The typical educational requirement to enter the field is a certificate program, which usually can be completed in as little as 12 months, but don’t mistake the shorter program duration for ease of completion.
Top-notch dental assisting programs should be accredited, be supported by modern technology and simulation labs for hands-on training with feature experienced instructors who bring many years of working knowledge in the field, and a well-rounded curriculum that covers all areas that dental assistants are required to understand.
Northwestern College’s Dental Assistant Program
Established in 1902, Northwestern College has a rich history of serving students in the greater Chicago area who are looking for a quality education and training that’s focused and comprehensive.
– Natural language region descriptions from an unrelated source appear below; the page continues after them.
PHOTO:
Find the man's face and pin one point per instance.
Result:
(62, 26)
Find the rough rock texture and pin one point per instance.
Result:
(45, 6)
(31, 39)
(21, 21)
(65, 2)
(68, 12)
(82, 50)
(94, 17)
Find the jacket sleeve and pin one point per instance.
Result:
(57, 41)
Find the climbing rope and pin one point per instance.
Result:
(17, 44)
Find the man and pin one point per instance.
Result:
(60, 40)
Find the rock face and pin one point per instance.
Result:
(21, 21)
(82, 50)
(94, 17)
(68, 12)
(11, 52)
With programs in healthcare and business, Northwestern College offers accredited programs and is founded on the mission of meeting the distinct needs of each student who walks through its doors.
The Dental Assistant Program at Northwestern College is designed to prepare students to:
- Apply infection control and safety guidelines in the dental setting.
- Complete patient information on the dental record, including medical and dental histories, vital signs and tooth charting annotations.
- Assist with or perform an extra/intraoral examination and record findings
- Expose, process and mount dental radiographs using traditional and digital techniques.
- Perform dental laboratory procedures.
- Assist in managing medical emergencies.
- Model professional behaviors, ethics, and appearance.
- Effectively communicate with patients, family members, and other members of the healthcare team.
- Exhibit professional conduct, including reliability, responsibility, honesty, and ethical behavior.
A Powerful Combination
With all of the professional opportunities afforded those looking for a career as a dental assistant, and with Northwestern College’s Dental Assistant Program, students will find a powerful combination for success.